Objective: To investigate the frequency of T→C substitution (−34 bp) of gene CYP17 promoter in Greek patients with polycystic ovary syndrome (PCOS) and to elucidate its role in the pathogenesis of the syndrome.
Design: Follow-up study.
Setting: Academic research setting.
Patient(s): Fifty patients with PCOS and 50 healthy women.
Intervention(s): Body mass index and the waist-hip ratio were determined for each woman. Blood samples were obtained for DNA analysis and hormone estimates.
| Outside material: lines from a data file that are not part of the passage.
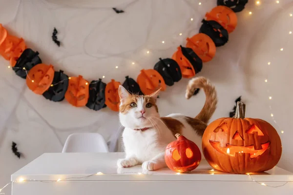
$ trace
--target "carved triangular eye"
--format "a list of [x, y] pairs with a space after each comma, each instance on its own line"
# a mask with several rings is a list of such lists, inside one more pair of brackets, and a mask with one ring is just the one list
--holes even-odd
[[254, 124], [252, 125], [251, 127], [245, 132], [245, 133], [246, 133], [247, 134], [253, 134], [253, 132], [256, 132], [258, 136], [264, 136], [264, 133], [261, 131], [261, 130], [259, 129], [259, 128]]
[[234, 136], [233, 136], [233, 139], [236, 140], [244, 140], [241, 136], [239, 134], [238, 131], [236, 131]]

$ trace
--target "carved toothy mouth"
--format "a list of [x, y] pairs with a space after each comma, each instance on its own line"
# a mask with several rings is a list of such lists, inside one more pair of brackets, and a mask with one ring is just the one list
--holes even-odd
[[260, 150], [256, 150], [254, 149], [254, 146], [252, 145], [248, 146], [235, 146], [229, 144], [226, 144], [226, 146], [220, 146], [220, 142], [209, 140], [209, 143], [217, 150], [217, 151], [230, 156], [234, 157], [236, 153], [246, 153], [250, 155], [251, 158], [254, 158], [262, 155], [269, 148], [270, 145], [270, 141], [268, 141], [263, 144], [261, 144], [262, 148]]

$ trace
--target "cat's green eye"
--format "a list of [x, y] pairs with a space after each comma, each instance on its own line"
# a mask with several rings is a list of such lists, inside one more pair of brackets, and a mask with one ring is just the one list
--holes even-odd
[[146, 108], [150, 108], [151, 107], [152, 105], [151, 104], [151, 103], [147, 103], [146, 104]]
[[130, 104], [130, 106], [132, 108], [135, 108], [136, 107], [137, 107], [137, 104], [134, 102], [132, 102]]

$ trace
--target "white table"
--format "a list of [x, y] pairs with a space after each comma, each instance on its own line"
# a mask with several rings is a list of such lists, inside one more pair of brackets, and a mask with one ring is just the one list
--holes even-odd
[[[190, 173], [177, 175], [167, 168], [148, 172], [141, 166], [118, 169], [117, 160], [124, 156], [44, 154], [11, 176], [12, 195], [293, 195], [293, 173], [277, 167], [257, 175], [233, 175], [210, 171], [203, 160]], [[103, 174], [88, 176], [98, 172]], [[272, 188], [262, 183], [285, 185]]]

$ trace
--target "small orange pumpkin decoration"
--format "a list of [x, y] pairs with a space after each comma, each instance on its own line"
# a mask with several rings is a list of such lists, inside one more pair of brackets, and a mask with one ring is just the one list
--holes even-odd
[[53, 82], [54, 70], [52, 65], [39, 64], [34, 66], [26, 77], [26, 85], [34, 93], [42, 95]]
[[212, 39], [205, 34], [197, 34], [186, 40], [186, 47], [192, 49], [203, 62], [210, 61], [215, 56], [216, 45]]
[[118, 89], [121, 85], [120, 82], [111, 79], [111, 82], [107, 84], [105, 89], [105, 104], [111, 110], [116, 112], [119, 111], [120, 98], [118, 94]]
[[69, 77], [68, 87], [65, 98], [74, 106], [84, 106], [88, 99], [88, 81], [79, 75], [78, 77]]
[[282, 154], [281, 139], [268, 122], [245, 118], [245, 104], [238, 102], [233, 118], [219, 118], [207, 127], [202, 149], [214, 169], [233, 174], [260, 172], [275, 166]]
[[187, 173], [195, 169], [201, 160], [199, 148], [193, 142], [176, 134], [177, 140], [166, 147], [165, 159], [169, 168], [176, 172]]
[[146, 95], [150, 95], [161, 88], [166, 89], [163, 78], [158, 71], [153, 69], [141, 70], [136, 79], [142, 92]]
[[213, 8], [210, 12], [206, 14], [207, 20], [215, 20], [221, 24], [230, 33], [237, 26], [237, 16], [234, 11], [228, 7], [218, 5]]
[[10, 60], [12, 66], [14, 66], [16, 60], [26, 48], [24, 40], [8, 35], [7, 30], [0, 24], [0, 55], [5, 59]]

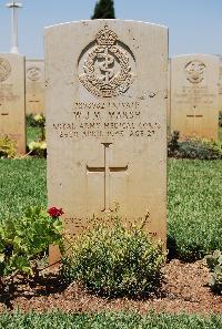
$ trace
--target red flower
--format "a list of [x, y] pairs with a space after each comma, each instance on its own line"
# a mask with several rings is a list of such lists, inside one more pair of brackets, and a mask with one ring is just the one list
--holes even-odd
[[61, 215], [64, 214], [62, 208], [57, 208], [57, 207], [49, 208], [47, 213], [53, 218], [60, 217]]

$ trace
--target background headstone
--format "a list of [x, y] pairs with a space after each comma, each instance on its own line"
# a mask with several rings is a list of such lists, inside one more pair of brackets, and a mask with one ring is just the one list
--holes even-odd
[[218, 138], [219, 59], [190, 54], [171, 59], [171, 132]]
[[26, 153], [24, 58], [0, 53], [0, 135], [17, 142]]
[[27, 114], [44, 114], [44, 61], [26, 60]]
[[[46, 29], [49, 206], [78, 234], [120, 205], [165, 241], [168, 29], [95, 20]], [[51, 261], [56, 254], [51, 254]]]

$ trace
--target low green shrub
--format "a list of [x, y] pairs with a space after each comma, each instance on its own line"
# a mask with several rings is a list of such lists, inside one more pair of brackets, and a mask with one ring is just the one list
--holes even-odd
[[41, 142], [30, 142], [28, 145], [29, 153], [39, 157], [47, 157], [47, 143]]
[[99, 295], [141, 297], [160, 286], [163, 261], [161, 244], [151, 241], [142, 227], [127, 228], [115, 213], [93, 218], [74, 239], [62, 260], [62, 276]]
[[209, 285], [214, 291], [222, 294], [222, 253], [215, 250], [212, 255], [205, 256], [205, 260], [211, 271]]
[[168, 155], [175, 158], [221, 160], [222, 142], [190, 138], [179, 141], [180, 133], [173, 132], [168, 142]]
[[8, 136], [0, 136], [0, 157], [14, 157], [17, 155], [17, 143]]
[[[52, 208], [57, 209], [57, 208]], [[28, 208], [20, 218], [3, 220], [0, 225], [0, 277], [16, 274], [33, 275], [34, 259], [49, 245], [62, 246], [62, 222], [58, 213], [40, 207]], [[54, 214], [54, 215], [53, 215]]]

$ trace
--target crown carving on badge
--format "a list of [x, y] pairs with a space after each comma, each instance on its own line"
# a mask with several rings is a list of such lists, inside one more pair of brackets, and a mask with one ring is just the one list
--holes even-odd
[[95, 39], [100, 45], [112, 45], [118, 40], [118, 35], [105, 25], [104, 29], [97, 34]]

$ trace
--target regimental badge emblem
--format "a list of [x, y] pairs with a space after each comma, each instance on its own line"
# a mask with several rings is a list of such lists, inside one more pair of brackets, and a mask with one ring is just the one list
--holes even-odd
[[186, 79], [191, 83], [200, 83], [204, 79], [205, 64], [201, 61], [192, 61], [185, 65]]
[[11, 65], [9, 61], [0, 58], [0, 82], [6, 81], [11, 74]]
[[39, 81], [41, 79], [41, 70], [37, 66], [31, 66], [27, 70], [27, 78], [31, 81]]
[[89, 47], [85, 48], [85, 60], [79, 74], [80, 82], [95, 96], [113, 97], [123, 94], [135, 79], [128, 47], [119, 42], [118, 35], [107, 25]]

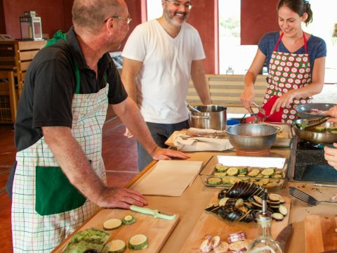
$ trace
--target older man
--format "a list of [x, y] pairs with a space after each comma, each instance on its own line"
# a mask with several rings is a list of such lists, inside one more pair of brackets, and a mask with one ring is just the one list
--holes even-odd
[[[123, 50], [121, 79], [140, 108], [157, 144], [174, 131], [189, 127], [185, 102], [190, 77], [204, 104], [211, 98], [201, 60], [205, 58], [198, 32], [185, 22], [190, 1], [161, 0], [163, 15], [138, 25]], [[131, 130], [131, 129], [130, 129]], [[126, 129], [126, 136], [133, 132]], [[138, 142], [138, 169], [152, 160]]]
[[153, 158], [187, 157], [155, 144], [107, 53], [128, 31], [124, 1], [75, 0], [72, 15], [65, 41], [32, 62], [20, 101], [9, 189], [15, 252], [49, 252], [99, 207], [147, 205], [139, 193], [106, 185], [101, 144], [108, 104]]

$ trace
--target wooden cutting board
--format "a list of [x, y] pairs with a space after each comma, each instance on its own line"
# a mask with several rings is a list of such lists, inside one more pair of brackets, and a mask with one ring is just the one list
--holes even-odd
[[[211, 200], [211, 202], [216, 201], [216, 195]], [[288, 214], [282, 221], [273, 221], [272, 223], [272, 235], [275, 239], [279, 232], [288, 225], [289, 216], [291, 200], [288, 197], [284, 197], [286, 200], [286, 206], [288, 208]], [[228, 221], [223, 219], [221, 217], [210, 212], [204, 211], [200, 216], [198, 223], [194, 227], [191, 234], [188, 237], [184, 246], [180, 252], [199, 252], [199, 247], [202, 238], [205, 235], [218, 235], [222, 241], [227, 242], [227, 236], [230, 233], [244, 231], [246, 233], [247, 239], [254, 239], [258, 235], [258, 224], [254, 221], [249, 223], [239, 221]]]
[[337, 251], [336, 216], [308, 215], [304, 227], [306, 253]]
[[[128, 245], [128, 239], [131, 236], [143, 233], [147, 237], [149, 246], [147, 249], [141, 250], [142, 252], [159, 252], [179, 221], [178, 216], [173, 221], [168, 221], [163, 219], [154, 219], [152, 216], [130, 210], [105, 209], [97, 213], [81, 228], [80, 231], [92, 227], [103, 229], [103, 223], [105, 221], [112, 218], [122, 219], [128, 214], [132, 214], [136, 219], [136, 222], [131, 225], [122, 225], [116, 230], [107, 231], [111, 233], [110, 240], [121, 239]], [[62, 252], [70, 240], [70, 238], [68, 238], [63, 242], [53, 252]], [[131, 251], [128, 248], [125, 252], [131, 252]]]

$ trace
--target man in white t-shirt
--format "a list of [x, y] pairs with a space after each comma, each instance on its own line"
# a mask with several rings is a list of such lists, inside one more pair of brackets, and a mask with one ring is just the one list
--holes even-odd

Main Outcome Measure(s): Serum total T levels.
Result(s): Seventeen patients (34%) did not carry the base pair substitution (genotype A1A1) and their mean (± SD) total T level was 75.7 ± 32.2 ngl/dL, 29 patients (58%) were heterozygous carriers of the A2 allele (genotype A1A2) and their mean total T level was 77.8 ± 29.9 ng/dL, and 4 patients (8%) carried the A2 allele in homozygosity (genotype A2A2) and their mean total T level was 87.0 ± 2.8 ngl/dL. Twenty-two controls had the genotype A1A1 (44%) and their mean total T level was 39.1 ± 15.5 ng/dL, whereas 28 (56%) had the genotype A1A2 and their mean total T level was 44.9 ± 22.1 ng/dL. Homozygosity of the polymorphic A2 allele was not observed in controls, and this difference (8% versus 0%) was statistically significant.
Conclusion(s): Although this base pair substitution is not the primary genetic defect in PCOS, it may aggravate the clinical picture of hyperandrogenemia, particularly when homozygosity exists.